In ihrem zweiten Jahr seit der Gründung sind die „Europäischen Literaturtage“ von der Südoststeiermark in die Wachau übersiedelt. Im behutsam renovierten Schloss Spitz hat diese Literaturveranstaltung in diesem Jahr eine würdige Herberge gefunden. Die eigentliche Heimat des Unternehmens ist die von Walter Grond betreute Internet- Plattform für Literatur „readme.cc“. Doch einmal im Jahr will man sich auch ganz analog begegnen.
Eröffnet wurde der Literatur-Event am vergangenen Donnerstagabend mit einer Rede des slowenischen Lyrikers Aleš Šteger. „Was bedeuten nationale Grenzen für das literarische Schreiben?“, fragte der Dichter und schlug am Ende seines Vortrags vor, dass jeder Mittelschüler Europas fünf Gedichte lebender Autoren aus Mitgliedstaaten der EU auswendig lernen sollte. Dass die Literaturen und damit auch die Völker Europas zusammenfinden, ist ein Ziel des Treffens.

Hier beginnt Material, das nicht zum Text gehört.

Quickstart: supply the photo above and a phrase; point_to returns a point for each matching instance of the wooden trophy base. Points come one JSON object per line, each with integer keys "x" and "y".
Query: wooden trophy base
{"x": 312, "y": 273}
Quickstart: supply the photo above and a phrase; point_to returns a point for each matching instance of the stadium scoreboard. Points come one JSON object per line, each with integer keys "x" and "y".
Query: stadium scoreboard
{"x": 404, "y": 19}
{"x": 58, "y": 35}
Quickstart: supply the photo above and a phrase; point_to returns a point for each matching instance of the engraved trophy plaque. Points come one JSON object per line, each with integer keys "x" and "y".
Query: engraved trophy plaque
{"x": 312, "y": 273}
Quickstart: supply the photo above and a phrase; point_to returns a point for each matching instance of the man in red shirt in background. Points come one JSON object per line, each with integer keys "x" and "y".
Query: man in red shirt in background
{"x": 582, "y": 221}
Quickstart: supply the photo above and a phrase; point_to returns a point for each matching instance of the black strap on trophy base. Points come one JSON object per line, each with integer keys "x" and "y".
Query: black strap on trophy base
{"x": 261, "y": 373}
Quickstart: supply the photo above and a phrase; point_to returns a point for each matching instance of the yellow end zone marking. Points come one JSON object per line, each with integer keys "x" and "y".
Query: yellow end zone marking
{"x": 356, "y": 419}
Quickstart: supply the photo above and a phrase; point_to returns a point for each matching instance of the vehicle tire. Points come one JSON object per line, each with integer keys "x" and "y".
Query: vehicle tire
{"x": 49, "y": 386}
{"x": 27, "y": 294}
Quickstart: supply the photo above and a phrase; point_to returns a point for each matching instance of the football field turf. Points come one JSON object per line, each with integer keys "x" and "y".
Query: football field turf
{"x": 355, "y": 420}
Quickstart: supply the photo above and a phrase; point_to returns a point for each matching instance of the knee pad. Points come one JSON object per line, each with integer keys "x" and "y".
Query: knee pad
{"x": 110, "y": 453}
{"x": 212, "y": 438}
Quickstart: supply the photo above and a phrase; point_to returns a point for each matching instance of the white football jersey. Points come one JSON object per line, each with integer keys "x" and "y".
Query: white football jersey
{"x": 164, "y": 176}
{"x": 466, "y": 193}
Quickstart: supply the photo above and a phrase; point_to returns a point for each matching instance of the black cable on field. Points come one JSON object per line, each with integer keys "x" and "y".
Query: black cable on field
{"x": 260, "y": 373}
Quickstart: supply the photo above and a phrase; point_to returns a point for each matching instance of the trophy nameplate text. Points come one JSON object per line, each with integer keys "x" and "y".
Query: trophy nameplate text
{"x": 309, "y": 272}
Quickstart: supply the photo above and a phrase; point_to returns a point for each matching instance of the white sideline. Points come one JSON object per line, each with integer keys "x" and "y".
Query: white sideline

Im Grunde will man jedoch eine Art „Weltempfänger“ werden. So nannte der in Wien angesiedelte Dichter Ilija Trojanow sein Projekt einer Gegenliste zur SWR-Bestenliste. Er hat ein Jahr lang die bekannte Bestsellerliste beobachtet und festgestellt, dass sich in dieser Zeit nur ein einziger Titel eines afrikanischen Landes darauf fand. Deshalb hat er eben unter dem Titel Weltempfänger eine Liste im Internet gegründet, die sieben Bücher aus der ganzen Welt empfehlen.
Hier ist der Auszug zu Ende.